Before Walmart and the Meijer store on the other side of Route 23 opened, residents had to travel quite a distance to shop.
“There wasn't any commercial there until the businesses started going in, and the community liked that there would be places to shop,” Agan said.
Walmart is a good corporate neighbor, Orange Township officials said.
“I don't think we've ever had any problem with them. If something pops up out of the ordinary (Farahay) will give the manager a call and they take care of it right now,” Gladman said, noting that most of the businesses in Orange Township are good at doing that.
Jeff Stone, manager of the Walmart in Lewis Center, told ThisWeek that statewide in 2010, the company made $28.2 million in cash and in-kind contributions to local organizations.
“We have township cleanup days, (and Walmart) will provide trash bags,” Farahay said, “and when we had groundbreakings, they’ve given us some fancy shovels and stuff like that. So they always seem to cooperate and have a community interest.”
Agan said the township didn’t have a local grocer that might have felt threatened by the arrival of a large retailer, so that impact wasn’t a factor when the Walmart opened. He said the small shops in the area are specialty shops that tend to come and go.
“People do little novel start-up businesses … sometimes they fly and sometimes they don't,” Agan said, noting that large retailers such as Walmart serve the demographics of the community.

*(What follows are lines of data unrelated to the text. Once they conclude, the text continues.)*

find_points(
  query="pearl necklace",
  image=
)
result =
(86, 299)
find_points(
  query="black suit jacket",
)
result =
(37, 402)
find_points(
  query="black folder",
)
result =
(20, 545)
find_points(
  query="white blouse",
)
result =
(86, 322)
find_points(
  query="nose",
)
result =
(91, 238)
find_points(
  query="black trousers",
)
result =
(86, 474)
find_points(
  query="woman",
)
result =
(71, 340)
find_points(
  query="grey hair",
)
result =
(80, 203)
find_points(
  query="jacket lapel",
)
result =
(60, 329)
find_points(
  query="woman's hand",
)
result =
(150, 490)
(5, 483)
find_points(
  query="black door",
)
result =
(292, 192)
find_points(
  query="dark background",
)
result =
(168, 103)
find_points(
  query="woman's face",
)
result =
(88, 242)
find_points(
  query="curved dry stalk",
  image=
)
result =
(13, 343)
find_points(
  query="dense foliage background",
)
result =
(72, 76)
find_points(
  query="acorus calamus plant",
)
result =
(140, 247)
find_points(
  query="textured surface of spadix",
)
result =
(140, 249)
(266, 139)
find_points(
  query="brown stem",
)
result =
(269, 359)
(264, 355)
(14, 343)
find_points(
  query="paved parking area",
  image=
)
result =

“The township's average age is in the 30s and that means they buy a lot of groceries, a lot of toys for the kids, and they want good schools and good parks. They're very active,” Agan said. “The store gets a lot of traffic and also supplies a lot of jobs.”

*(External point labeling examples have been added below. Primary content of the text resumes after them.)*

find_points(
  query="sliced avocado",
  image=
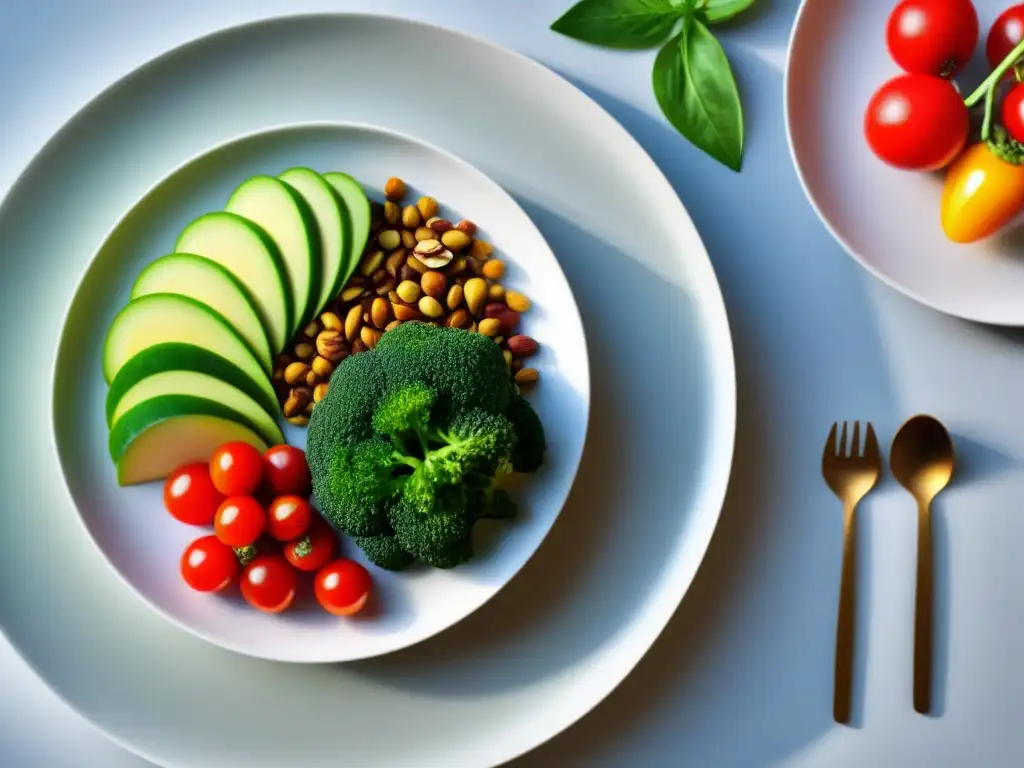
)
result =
(357, 216)
(162, 317)
(327, 207)
(210, 284)
(159, 435)
(177, 356)
(278, 209)
(205, 387)
(249, 254)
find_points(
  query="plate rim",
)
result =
(787, 101)
(278, 129)
(716, 310)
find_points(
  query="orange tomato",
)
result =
(983, 192)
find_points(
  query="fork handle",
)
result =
(845, 623)
(923, 613)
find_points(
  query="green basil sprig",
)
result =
(692, 79)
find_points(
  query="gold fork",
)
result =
(850, 474)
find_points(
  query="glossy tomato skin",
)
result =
(916, 122)
(932, 37)
(316, 552)
(343, 587)
(286, 471)
(1013, 113)
(240, 521)
(237, 469)
(982, 194)
(189, 495)
(268, 583)
(1006, 33)
(288, 517)
(208, 564)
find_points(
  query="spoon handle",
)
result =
(923, 613)
(845, 622)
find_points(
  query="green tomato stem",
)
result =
(989, 83)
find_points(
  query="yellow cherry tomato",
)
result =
(983, 192)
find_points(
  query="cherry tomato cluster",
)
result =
(264, 546)
(920, 121)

He said commercial development of any size is will bring with it the need for more services.
“There's shoplifting and the like, but the taxes the developments pay help support the schools and parks,” Agan said. “So, which do you want?”

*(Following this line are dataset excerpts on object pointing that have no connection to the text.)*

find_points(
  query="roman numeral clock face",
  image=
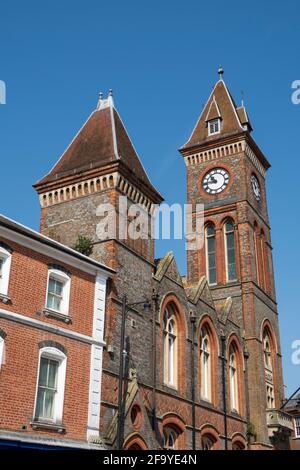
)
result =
(215, 181)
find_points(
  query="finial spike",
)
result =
(100, 100)
(221, 72)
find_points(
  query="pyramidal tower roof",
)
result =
(220, 105)
(101, 141)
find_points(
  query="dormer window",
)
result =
(214, 126)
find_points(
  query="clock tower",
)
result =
(226, 171)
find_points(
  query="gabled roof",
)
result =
(103, 139)
(219, 105)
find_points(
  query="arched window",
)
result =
(233, 379)
(211, 266)
(267, 351)
(205, 364)
(170, 439)
(50, 385)
(268, 361)
(230, 251)
(170, 347)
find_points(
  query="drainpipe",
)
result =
(223, 341)
(193, 321)
(155, 299)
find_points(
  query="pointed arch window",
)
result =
(230, 251)
(205, 364)
(233, 379)
(267, 351)
(211, 266)
(170, 347)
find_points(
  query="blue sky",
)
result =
(161, 59)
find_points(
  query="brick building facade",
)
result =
(293, 408)
(52, 304)
(203, 369)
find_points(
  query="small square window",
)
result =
(58, 292)
(214, 127)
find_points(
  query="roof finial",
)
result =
(221, 72)
(100, 100)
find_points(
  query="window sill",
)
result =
(60, 428)
(5, 298)
(47, 312)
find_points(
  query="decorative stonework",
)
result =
(224, 151)
(249, 152)
(93, 185)
(83, 188)
(214, 154)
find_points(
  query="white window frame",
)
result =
(60, 276)
(4, 279)
(297, 426)
(213, 122)
(56, 355)
(270, 396)
(170, 348)
(2, 351)
(234, 381)
(205, 365)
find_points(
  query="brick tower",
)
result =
(226, 171)
(84, 188)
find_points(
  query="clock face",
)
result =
(255, 187)
(215, 181)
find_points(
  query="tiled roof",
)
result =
(103, 139)
(219, 105)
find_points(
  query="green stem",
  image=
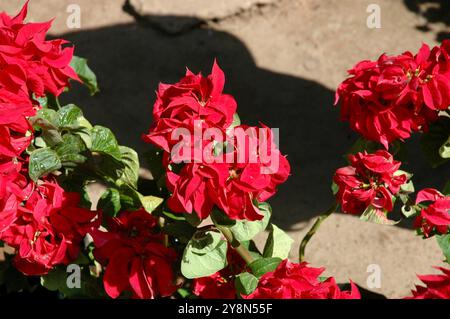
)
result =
(313, 230)
(240, 249)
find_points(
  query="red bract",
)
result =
(437, 286)
(371, 179)
(193, 188)
(135, 257)
(48, 230)
(234, 181)
(388, 99)
(435, 217)
(194, 98)
(29, 63)
(299, 281)
(258, 167)
(221, 284)
(14, 125)
(14, 189)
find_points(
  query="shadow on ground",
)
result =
(131, 59)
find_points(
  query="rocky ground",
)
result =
(283, 60)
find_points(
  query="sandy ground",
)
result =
(283, 60)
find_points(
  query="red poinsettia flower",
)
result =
(194, 98)
(388, 99)
(371, 179)
(437, 286)
(135, 257)
(14, 189)
(255, 172)
(48, 230)
(299, 281)
(435, 217)
(29, 62)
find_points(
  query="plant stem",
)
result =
(240, 249)
(313, 230)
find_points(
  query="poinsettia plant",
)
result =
(193, 235)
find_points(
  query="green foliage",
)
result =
(444, 243)
(278, 243)
(245, 283)
(435, 142)
(262, 266)
(85, 73)
(104, 141)
(42, 162)
(245, 230)
(204, 255)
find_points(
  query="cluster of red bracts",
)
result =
(40, 220)
(197, 102)
(388, 99)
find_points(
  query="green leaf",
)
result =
(446, 190)
(49, 115)
(220, 218)
(69, 117)
(150, 203)
(202, 265)
(110, 202)
(444, 150)
(204, 255)
(246, 283)
(432, 141)
(236, 122)
(377, 216)
(444, 243)
(154, 161)
(278, 243)
(42, 162)
(408, 211)
(104, 141)
(334, 188)
(182, 230)
(245, 230)
(85, 73)
(130, 160)
(262, 266)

Emergency services in Orange Township aren’t feeling taxed by Walmart, officials said.
In 2010, 33 of the 2,000 runs made by the Orange Township Fire Department were to Walmart, Fire Chief Tom Stewart said.
Of the fire runs, two were to the Subway that shares the same building, Stewart said; most were just responding to alarms.
“Walmart builds to the state fire code, so rarely — I don't want to say it would never happen — but rarely would there be any major fire or incident there that would cause us to put a lot of resources into a building like that because they meet our codes, they listen to us and work with us,” Stewart said.
Assistant Chief Matt Noble said when Walmart held a grand opening for its renovated store recently, the company donated $1,000 toward the department’s fire-prevention efforts.
“They are responsible corporate citizens with the way they build, engage in fire prevention and the way they share resources and make donations,” Noble said.
Likewise, Delaware County Sheriff Walter Davis said countywide in 2010, his office received 35,531 calls for service, of which 1.2 percent, or 426, where to the Walmart store in Orange Township. Of the 7,966 reports written in 2010, only 1.8 percent, or 144, were related to the Walmart store. Those included 79 reports of theft, 13 traffic stops and eight hit-skip reports, he said.